Questo è quanto promette EcoBot III, la terza generazione di robot alimentati a celle a combustibile microbiche, che l’Università di Bristol sta sviluppando già dal 2002. La prima generazione, EcoBot, era un prototipo sperimentale che, invece di alimentarsi con delle normali batterie e dover sottostare ai consueti (nonché indispensabili) cicli di ricarica, faceva uso dello zucchero per generare autonomamente l’energia elettrica necessaria al suo funzionamento.

 

Ecobot III

Il prototipo Ecobot III, terza generazione del progetto avviato nel 2002
dall’Università di Bristol, all’opera durante il processo di digestione dei rifiuti.

 

La seconda generazione, riusciva a trarre energia da biomassa non raffinata, nutrendosi ad esempio con insetti morti, con frutta marcia e con gusci di crostacei. La terza generazione, più sofisticata rispetto ai prototipi predecessori, è meno schizzinosa nella scelta del cibo: «Ecobot III si nutre di carburanti biologici ed è quindi in grado di reperire ovunque il carburante necessario», spiega John Greenman, microbiologo del Bristol Robotics Laboratory, precisando che «Sul nostro pianeta, c’è materiale organico dappertutto: foglie e terreno delle foreste, rifiuti umani come urina e feci, rifiuti organici prodotti dall’uomo ecc.».

Ioannis Ieropoulos, l’esperto di robotica del laboratorio di ricerca, spiega che Ecobot III «è un robot capace di raccogliere il cibo e l’acqua dall’ambiente. Esegue compiti per cui è progettato e, al termine della giornata, digerisce i propri rifiuti.» Tale processo di digestione del materiale organico, da cui il robot trae l’energia elettrica per auto-alimentarsi, comporta comunque la produzione di scarti, che il robot depone in una “cassetta”.

È facile ipotizzare un futuro non lontanissimo in cui robot come questo penetrino nelle abitazioni, prendendo il posto del cassonetto della spazzatura, permettendo il riciclo di rifiuti organici ed escrementi umani, oltre alla produzione di energia elettrica.

 

Immagine anteprima YouTube
Il video mostra come avviene il processo di trasformazione dei rifiuti
in energia usabile per ricaricare le proprie batteria elettriche di alimentazione.

 

Questo tipo di automi, inoltre, «funzionano finché hanno cibo. Non vi è nulla di meccanico, in loro, che possa non funzionare. In sostanza, possono avere una vita di 20 o anche 30 anni. Finché crescono i microbi, loro continuano a funzionare» aggiunge Greenman.
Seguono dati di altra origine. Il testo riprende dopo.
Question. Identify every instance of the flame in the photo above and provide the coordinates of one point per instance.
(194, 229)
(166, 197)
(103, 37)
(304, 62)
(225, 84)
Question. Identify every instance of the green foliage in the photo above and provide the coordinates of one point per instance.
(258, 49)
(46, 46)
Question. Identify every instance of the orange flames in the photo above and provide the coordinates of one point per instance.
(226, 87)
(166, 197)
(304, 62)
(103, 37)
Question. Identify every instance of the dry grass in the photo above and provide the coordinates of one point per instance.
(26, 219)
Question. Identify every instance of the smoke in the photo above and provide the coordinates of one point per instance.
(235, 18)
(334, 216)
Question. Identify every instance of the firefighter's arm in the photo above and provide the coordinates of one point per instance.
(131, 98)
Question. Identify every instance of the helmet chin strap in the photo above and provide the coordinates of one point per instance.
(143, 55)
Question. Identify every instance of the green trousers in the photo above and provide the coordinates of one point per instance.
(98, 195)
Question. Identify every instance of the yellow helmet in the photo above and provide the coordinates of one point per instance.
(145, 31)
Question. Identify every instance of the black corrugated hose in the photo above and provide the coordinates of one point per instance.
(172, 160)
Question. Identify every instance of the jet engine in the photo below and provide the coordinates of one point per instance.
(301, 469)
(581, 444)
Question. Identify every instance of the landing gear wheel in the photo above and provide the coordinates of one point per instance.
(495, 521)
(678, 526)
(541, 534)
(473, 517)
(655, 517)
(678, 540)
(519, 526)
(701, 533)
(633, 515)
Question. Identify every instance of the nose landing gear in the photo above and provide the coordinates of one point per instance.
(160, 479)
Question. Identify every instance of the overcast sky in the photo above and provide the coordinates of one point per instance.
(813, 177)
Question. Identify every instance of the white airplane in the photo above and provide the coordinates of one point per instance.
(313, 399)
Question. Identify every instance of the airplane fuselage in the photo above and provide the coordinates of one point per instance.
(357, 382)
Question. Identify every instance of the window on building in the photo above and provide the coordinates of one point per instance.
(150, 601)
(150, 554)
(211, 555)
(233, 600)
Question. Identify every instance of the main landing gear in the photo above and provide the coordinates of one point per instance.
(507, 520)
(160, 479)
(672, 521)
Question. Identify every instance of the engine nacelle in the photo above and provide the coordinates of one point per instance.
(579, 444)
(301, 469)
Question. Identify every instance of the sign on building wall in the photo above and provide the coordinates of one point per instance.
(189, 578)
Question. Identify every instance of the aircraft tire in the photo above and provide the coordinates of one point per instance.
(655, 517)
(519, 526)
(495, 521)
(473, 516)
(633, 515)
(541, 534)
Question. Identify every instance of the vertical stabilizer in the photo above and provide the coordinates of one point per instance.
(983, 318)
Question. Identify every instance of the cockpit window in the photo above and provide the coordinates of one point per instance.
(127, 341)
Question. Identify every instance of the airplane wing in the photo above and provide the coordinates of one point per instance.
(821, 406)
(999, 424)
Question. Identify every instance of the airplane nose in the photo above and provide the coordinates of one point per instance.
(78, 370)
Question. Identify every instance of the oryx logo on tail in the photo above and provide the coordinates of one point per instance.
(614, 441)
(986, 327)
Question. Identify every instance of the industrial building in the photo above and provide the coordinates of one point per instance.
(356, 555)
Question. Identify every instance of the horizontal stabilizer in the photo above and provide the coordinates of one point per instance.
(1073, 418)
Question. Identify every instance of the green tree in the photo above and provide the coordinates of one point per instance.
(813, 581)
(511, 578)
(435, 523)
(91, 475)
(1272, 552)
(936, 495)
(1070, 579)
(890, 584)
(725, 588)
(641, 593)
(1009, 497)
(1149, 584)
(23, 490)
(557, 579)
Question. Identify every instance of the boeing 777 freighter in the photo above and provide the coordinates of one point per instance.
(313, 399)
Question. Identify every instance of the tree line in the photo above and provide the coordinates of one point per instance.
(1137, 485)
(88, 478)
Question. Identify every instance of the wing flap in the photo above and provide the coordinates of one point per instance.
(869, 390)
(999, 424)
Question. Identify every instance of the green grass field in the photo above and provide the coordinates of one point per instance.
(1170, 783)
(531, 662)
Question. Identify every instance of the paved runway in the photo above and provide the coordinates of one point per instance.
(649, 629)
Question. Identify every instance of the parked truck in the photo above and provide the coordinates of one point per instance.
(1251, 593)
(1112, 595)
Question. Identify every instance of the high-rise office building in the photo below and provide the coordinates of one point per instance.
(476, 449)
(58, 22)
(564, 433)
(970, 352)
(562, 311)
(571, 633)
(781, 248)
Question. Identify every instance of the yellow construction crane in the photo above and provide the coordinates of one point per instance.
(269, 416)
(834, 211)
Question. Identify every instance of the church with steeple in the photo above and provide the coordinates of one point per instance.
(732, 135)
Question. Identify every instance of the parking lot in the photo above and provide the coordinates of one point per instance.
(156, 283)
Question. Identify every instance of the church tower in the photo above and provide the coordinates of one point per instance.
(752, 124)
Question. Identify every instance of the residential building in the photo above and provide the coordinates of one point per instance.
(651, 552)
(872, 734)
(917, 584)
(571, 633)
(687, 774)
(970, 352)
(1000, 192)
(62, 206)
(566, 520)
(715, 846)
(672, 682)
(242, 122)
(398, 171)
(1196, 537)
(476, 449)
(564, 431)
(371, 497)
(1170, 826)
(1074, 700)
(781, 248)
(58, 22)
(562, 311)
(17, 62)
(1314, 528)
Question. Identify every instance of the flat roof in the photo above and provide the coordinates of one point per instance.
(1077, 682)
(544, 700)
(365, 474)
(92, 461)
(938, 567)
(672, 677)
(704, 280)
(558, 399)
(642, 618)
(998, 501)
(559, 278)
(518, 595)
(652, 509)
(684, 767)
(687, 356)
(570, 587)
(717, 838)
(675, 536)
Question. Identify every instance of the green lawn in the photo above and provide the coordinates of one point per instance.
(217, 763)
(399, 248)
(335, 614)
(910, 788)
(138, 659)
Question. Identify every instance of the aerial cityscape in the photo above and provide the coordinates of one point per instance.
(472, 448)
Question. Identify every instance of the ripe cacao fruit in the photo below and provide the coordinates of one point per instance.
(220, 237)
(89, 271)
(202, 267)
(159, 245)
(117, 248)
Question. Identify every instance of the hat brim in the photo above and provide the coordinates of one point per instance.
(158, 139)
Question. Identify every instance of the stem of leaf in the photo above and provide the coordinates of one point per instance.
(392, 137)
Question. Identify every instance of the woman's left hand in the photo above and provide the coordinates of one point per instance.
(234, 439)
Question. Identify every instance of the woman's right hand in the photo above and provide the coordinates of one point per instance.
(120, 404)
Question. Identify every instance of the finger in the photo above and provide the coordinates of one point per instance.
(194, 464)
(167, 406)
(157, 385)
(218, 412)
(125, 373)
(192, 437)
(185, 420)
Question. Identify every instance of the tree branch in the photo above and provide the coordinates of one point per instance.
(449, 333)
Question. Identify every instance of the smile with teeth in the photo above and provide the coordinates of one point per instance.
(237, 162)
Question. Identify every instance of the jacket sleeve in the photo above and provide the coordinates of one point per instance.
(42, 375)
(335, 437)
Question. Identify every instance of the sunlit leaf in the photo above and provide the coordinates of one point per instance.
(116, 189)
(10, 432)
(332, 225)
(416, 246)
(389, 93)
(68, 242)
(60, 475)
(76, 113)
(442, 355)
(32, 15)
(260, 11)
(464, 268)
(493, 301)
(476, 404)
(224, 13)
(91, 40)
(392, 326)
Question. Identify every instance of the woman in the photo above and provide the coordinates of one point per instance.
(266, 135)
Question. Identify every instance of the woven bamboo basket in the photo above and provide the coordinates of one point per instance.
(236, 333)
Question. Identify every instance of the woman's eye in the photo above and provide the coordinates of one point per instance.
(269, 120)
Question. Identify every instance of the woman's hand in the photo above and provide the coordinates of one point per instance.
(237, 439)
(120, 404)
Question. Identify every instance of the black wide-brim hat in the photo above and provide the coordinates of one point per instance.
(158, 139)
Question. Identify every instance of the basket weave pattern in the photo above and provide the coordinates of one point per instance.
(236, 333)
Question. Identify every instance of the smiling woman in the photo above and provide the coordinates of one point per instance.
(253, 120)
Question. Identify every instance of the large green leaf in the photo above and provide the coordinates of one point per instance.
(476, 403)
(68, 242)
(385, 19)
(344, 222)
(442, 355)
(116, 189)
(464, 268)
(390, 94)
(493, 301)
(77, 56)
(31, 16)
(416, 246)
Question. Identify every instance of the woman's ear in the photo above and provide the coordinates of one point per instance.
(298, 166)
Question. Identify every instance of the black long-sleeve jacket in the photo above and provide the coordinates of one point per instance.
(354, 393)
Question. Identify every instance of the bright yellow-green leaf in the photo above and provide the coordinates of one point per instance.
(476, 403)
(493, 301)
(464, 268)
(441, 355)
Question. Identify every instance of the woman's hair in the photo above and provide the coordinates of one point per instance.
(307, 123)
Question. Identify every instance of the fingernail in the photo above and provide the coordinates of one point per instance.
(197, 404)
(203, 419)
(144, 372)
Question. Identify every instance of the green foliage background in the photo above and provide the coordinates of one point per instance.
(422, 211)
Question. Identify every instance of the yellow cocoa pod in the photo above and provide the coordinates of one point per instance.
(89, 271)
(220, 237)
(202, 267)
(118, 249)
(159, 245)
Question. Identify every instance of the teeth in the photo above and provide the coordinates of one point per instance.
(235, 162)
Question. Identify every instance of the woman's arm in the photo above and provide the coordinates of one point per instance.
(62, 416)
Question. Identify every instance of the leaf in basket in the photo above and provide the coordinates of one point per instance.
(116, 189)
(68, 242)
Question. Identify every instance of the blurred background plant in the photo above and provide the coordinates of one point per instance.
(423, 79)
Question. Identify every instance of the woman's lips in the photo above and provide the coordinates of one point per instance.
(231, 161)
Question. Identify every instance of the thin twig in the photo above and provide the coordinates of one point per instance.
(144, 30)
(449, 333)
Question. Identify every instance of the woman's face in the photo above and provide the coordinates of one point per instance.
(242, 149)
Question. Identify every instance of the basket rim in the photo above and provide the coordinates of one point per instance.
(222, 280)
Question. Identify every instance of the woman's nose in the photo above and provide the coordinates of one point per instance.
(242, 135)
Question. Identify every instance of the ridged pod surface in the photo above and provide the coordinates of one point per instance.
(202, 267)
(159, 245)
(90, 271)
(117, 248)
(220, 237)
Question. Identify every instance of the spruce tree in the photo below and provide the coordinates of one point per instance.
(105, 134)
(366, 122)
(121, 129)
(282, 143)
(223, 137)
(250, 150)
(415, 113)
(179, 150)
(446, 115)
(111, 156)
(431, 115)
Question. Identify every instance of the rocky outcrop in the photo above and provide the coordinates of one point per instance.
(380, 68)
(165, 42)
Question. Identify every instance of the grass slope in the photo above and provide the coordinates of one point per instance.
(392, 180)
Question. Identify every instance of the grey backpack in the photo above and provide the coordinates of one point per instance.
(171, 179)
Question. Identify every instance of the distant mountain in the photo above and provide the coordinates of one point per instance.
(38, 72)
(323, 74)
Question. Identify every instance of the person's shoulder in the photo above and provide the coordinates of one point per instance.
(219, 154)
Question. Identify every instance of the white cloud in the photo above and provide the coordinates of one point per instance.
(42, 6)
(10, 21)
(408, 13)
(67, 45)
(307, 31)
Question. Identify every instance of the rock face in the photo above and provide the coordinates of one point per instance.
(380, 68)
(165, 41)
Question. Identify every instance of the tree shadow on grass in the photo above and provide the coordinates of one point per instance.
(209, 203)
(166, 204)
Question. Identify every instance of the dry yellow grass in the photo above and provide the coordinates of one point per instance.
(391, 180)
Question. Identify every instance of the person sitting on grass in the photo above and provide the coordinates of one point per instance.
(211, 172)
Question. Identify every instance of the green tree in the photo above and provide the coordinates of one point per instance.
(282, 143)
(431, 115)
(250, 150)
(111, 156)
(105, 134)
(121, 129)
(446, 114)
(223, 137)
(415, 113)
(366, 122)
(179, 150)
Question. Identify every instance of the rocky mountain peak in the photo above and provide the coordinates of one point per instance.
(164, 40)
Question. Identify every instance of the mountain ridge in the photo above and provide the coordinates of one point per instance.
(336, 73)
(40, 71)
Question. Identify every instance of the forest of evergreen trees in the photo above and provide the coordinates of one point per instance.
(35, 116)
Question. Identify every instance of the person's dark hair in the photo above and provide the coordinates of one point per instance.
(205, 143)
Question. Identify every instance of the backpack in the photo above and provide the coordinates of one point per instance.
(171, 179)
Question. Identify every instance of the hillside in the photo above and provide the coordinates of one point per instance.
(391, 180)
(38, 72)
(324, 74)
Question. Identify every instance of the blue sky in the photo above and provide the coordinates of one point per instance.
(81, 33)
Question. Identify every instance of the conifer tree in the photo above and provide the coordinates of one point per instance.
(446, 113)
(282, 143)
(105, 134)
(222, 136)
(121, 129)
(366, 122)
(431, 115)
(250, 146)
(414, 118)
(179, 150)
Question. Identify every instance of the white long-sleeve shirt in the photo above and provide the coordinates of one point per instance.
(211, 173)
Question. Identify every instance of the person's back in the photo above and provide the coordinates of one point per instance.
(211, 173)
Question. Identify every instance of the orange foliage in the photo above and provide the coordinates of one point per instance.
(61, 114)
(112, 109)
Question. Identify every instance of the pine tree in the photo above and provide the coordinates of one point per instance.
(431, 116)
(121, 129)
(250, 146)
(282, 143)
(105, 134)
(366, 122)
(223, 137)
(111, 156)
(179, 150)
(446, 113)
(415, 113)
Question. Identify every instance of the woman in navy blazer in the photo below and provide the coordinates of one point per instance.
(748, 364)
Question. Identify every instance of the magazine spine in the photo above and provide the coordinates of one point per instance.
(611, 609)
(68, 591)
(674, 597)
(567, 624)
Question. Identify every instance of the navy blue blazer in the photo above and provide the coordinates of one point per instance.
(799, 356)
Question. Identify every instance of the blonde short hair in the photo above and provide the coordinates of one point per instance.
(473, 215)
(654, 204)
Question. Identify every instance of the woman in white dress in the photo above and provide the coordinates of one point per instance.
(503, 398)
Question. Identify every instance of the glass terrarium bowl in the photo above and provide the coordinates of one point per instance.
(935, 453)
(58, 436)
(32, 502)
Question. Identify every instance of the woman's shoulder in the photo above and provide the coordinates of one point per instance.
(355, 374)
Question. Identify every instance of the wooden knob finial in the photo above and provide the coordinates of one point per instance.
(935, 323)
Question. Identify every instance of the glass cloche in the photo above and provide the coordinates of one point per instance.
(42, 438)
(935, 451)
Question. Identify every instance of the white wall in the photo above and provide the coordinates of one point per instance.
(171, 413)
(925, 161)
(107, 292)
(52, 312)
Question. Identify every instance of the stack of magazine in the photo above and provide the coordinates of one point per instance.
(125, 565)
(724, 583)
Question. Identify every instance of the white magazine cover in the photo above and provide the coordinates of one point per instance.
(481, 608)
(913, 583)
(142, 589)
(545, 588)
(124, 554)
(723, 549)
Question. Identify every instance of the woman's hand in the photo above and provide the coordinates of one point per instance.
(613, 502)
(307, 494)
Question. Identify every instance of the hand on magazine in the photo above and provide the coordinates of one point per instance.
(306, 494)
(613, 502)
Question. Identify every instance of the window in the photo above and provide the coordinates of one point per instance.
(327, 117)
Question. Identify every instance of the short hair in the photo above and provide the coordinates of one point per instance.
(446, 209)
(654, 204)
Tornando all’attuale prototipo, però, c’è da evidenziare che, a parte il restare fermo in attesa che i microbi eseguano il processo digestivo, ricaricando le batterie che gli consentono di operare, EcoBot III non è in grado di fare nulla di più. La riduzione delle dimensioni e un potenziamento delle celle dovrebbe permettere, in futuro, di superare gli attuali limiti.

Ad ogni modo, il lavoro del team di ricerca è riuscito ad entusiasmare la Bill & Melinda Gates Foundation, dalla quale il progetto ha ricevuto finanziamenti con lo scopo di migliorare la tecnologia delle celle a combustibile microbiche e di trasformare l’urina umana in elettricità.

Si tratta infatti di capacità che possono essere molto utili per le missioni spaziali, ad esempio, dove il problema dei rifiuti prodotti dall’uomo è tutt’altro che trascurabile.